Nous sommes en attente des conclusions des dossiers devant le TAQ. La CS a conclu que seul le TAQ est compétent pour entendre des dossiers relatifs au RéRQ et à la Loi[5]. Elle a donc refusé de se positionner sur les demandes relevant de l’inconstitutionnalité et du préjudice matériel. Elle a cependant confirmé sa compétence pour les questions de dommages et intérêt punitifs et moraux. Il faut donc attendre que le TAQ entende le dossier pour que la CS puisse s’y repencher. Il n’y a pas de date d’audience annoncée au TAQ et il y a fort à parier que nous devrons attendre les conclusions des dossiers individuels avant de connaître la stratégie qui sera mise de l’avant.

●               Recours individuels devant le TAQ :

Il est à noter que pour aller plus loin, nous vous invitons à consulter le PowerPoint de la conférence.

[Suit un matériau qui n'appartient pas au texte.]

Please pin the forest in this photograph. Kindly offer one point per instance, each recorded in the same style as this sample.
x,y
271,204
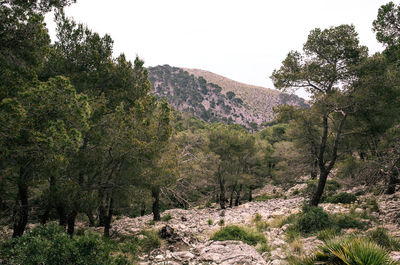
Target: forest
x,y
84,142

On compte 6 recours avec 6 demandeurs différents qui ne présentent que leurs intérêts personnels. Dans chacun d’eux, les défendeurs sont RQ et le Procureur général du Québec et les recours sont au TAQ. Ces recours ne bénéficieront directement qu’aux personnes représentées. Ils comportent des arguments plus généraux (par exemple en matière de discrimination basée sur le handicap, l’âge, la condition sociale et la pauvreté structurale), mais aussi des arguments individuels propres à chaque dossier. (Voir Q11 pour savoir comment les recours auront un impact sur vous).

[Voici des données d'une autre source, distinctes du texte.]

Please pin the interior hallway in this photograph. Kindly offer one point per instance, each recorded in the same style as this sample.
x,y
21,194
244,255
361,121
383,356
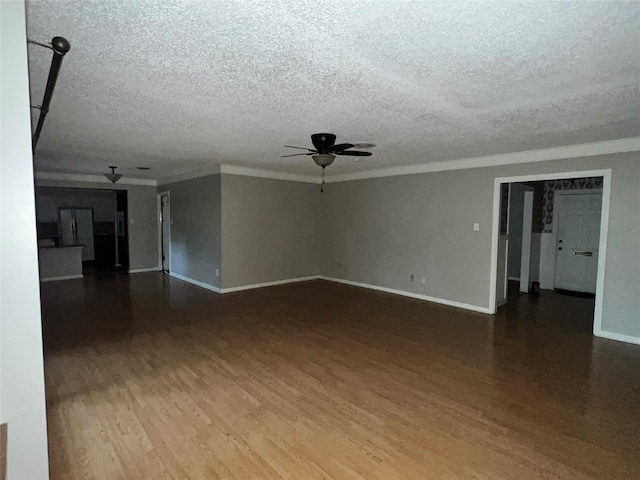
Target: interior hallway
x,y
150,377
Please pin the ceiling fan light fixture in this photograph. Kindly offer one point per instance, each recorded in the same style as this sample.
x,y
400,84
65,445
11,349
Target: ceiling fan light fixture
x,y
113,176
323,159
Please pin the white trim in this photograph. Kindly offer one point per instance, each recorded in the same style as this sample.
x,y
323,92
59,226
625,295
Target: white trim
x,y
159,196
253,172
270,284
418,296
144,270
195,282
203,172
604,230
617,336
623,145
66,277
570,151
78,177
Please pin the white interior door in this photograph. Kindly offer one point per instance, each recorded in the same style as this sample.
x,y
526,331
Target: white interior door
x,y
577,225
84,233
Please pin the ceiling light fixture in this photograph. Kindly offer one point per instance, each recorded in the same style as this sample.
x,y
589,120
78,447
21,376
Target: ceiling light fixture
x,y
323,160
113,176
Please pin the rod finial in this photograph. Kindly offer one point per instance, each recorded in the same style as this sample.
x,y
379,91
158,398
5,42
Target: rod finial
x,y
60,45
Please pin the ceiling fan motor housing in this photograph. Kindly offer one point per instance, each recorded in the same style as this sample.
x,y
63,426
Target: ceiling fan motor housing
x,y
322,141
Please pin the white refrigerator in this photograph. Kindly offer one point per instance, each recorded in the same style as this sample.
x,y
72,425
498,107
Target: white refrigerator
x,y
76,228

  • (à noter qu’elles peuvent varier d’un dossier à l’autre):

Les 6 dossiers ont été joints, c’est-à-dire qu’ils seront tous entendus en même temps. Nous attendons que le TAQ nous propose des dates d’auditions. C’est à l’audition que les avocats pourront faire entendre leurs témoins et procéder aux plaidoiries. Nous devrions avoir plus d’information au mois de mars 2022.

10.Les cas types : Qui sont les requérants dans les recours individuels et en quoi la diversité de leurs profils est-elle importante?

Dans le recours actuel auprès du TAQ, il existe 6 profils de personnes, en prenant soin d’impliquer des hommes et des femmes aux profils différents. Par cette stratégie, le tribunal sera en mesure de comparer les profils et de nous indiquer dans quelles situations l’application de la Loi est (ou non) conforme aux chartes protégeant les droits de la personne.

Ces profils types sont aussi accompagnés par des avocats et des intervenants aux spécialités différentes. Me Julius Grey est un constitutionnaliste réputé en matière de Charte canadienne, Me Foutnier et Me Montpetit sont avocates à la CDPDJ et sont spécialisées en matière de Charte québécoise et Me Laporte, Me Mongeon et Me Corobow exercent en droit civil et administratif. Cette pluralité des cas permettra au TAQ d’évaluer plus largement la notion discriminante au regard de la pénalité appliquée.

11.Impact des recours en cours : Les conclusions de ces recours auront-elles des impacts sur moi ?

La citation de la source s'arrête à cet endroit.